Confirmatory factor analysis was conducted to verify the factor structure of the ACPQ-M (30). The factor structure was examined by computing the model fit indices such as comparative fit index, Tucker Lewis Index; standardised root mean square residual and root mean square error of approximation using diagonally weighted least square method for categorical variables (27). Comparative fit index and Tucker Lewis Index values of at least 0.95 and standardised root mean square residual value of ≤0.09 indicates goodness of fit (27). Additionally, root mean square error of approximation p-value of ≥0.05 also indicates acceptable level of model fit with the degree of fit being interpreted as such: root mean square error of approximation values <0.05 close fit, 0.05 to < 0.08 reasonably good, 0.08 to <0.10 mediocre, and ≥0.10 unacceptable (27, 31).
Cronbach’s α was used to assess the internal consistency of the items in the ACPQ-M. Cronbach’s α values between 0.70–0.90 implied adequate internal consistency (32). Corrected item-total correlations were used to identify items which are inconsistent with other items in the ACPQ-M. Corrected item-total correlation values <0.2 were deemed as unacceptable (32).

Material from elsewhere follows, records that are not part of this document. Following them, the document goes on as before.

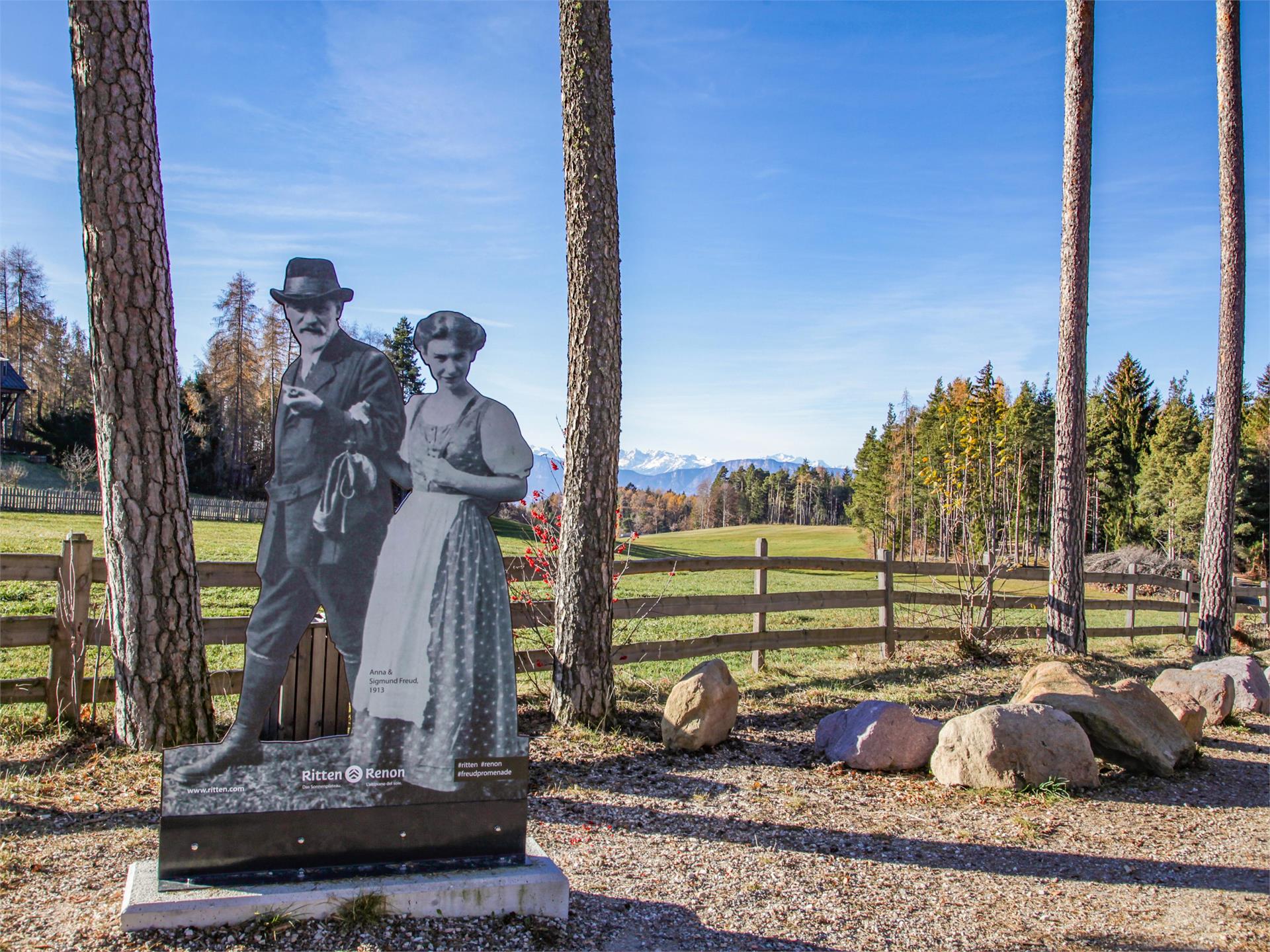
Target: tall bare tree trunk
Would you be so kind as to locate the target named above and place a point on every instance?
(1216, 555)
(163, 692)
(1064, 608)
(582, 686)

Test-retest reliability was assessed using quadratic weighted Cohen’s kappa coefficient as the items for validation were measured as ordinal data on a 5 point Likert-scale (33). Kappa values can range from +1 to -1 (34). The value of +1 indicates complete inter-rater agreement for the categorical items, whereas -1 represents disagreement at the other end of the continuum. Kappa values can be interpreted as follows: <0 less than chance agreement, 0.01–0.20 slight agreement, 0.21–0.40 fair agreement, 0.41–0.60 moderate agreement, 0.61–0.80 substantial agreement and 0.81–1.00 almost perfect agreement (35).